We were in a foreign land, with no familiarity. Bob Diaco identified a benchmark he wanted to achieve in competing with a program like UCF. What is so wrong with that? What is wrong with trying to instill passion in your team and your fanbase? In a backwards way, it worked. UConn fans have gotten behind the Civil ConFLiCT as a joke, but it has evoked passion, conversation and interest among fans. UConn fans do want to beat UCF now; they did feel slighted when UCF left the trophy out at Rentschler field after last year’s game.
Terrible shot from press box but there on end of bench at 40 yd line, that's Civil ConFLiCT trophy 10 min after game… pic.twitter.com/qd7tZbNHKE
— Mike Anthony (@ManthonyCourant) October 23, 2016
This emotion and connection outside of the ordinary hopes for success in the fan base is something UConn fans hadn’t felt since Paul Pasqualoni destroyed everything Randy Edsall built his first go-around. His logic may have been flawed, but the fact is the Civil ConFliCT is a thing now. It’s a rallying point. UConn needed that, so Bob Diaco, good on you.
Sean Janos: I agree that Coach Diaco’s logic was definitely flawed in his creation of the Civil ConFLiCT trophy. There is no denying that. Creating a false rivalry that the other team refuses to recognize to motivate your players and fans just doesn’t sound right. I’d rather rally behind something real, not behind a “rivalry” with a clever name and a trophy that represents our woes on the field. If Diaco put as much effort into running an offense as he did in creating the Civil ConFLiCT, he might’ve actually gotten us somewhere besides on the rear end of a viral internet joke.
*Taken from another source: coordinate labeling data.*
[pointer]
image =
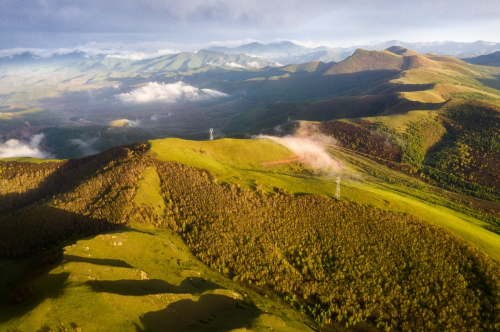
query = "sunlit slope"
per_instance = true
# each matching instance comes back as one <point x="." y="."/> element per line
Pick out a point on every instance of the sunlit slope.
<point x="238" y="162"/>
<point x="141" y="279"/>
<point x="408" y="81"/>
There’s nothing wrong with instilling passion in your fanbase through some light-hearted humor, but I think it’s time to leave the Civil ConFLiCT behind. I have wholeheartedly placed my faith in Coach Edsall to transform us into a respectable football program that can compete in the AAC. I’d like to forget as much of the “Diaco fiasco” as possible, which included the creation of the trophy that is more of a joke than an award. It will be impossible to disassociate Diaco from the Civil ConFLiCT. But when people think “UConn football,” I don’t want the first thing to come to mind to be the picture of the trophy standing alone on the UCF sideline.
I agree that the players, coaches and fans can use UCF’s dismissal of the rivalry as fuel to try to pull an upset. UCF football is no joke. We are big-time underdogs. The satisfaction that would come with beating a ranked conference opponent in their house should create motivation by itself.
Looking back on the 2016-17 football season, I’d like to remember it for its good points. The last second win over Maine in the season opener, the near flawless game we played against Cincinnati and the end of the Diaco era should be the highlights of the otherwise disappointing season. Not a made-up, one-sided joke of a rivalry.
A lot of people think Bob Diaco was the biggest crackpot to come through Storrs in a long time. He was indeed a creative free spirit which led him to create his own rivalry with a directional school in Florida the University of Connecticut had no prior history or animosity with.
That rivalry was something that partially defined his tenure and still afflicts the entire entity that is UConn football even though he is gone.
As much as many fans want to, you cannot deny the Civil ConFLiCT. What is up for grabs was its benevolence to UConn football, or lack thereof. Right now, it’s hard to say.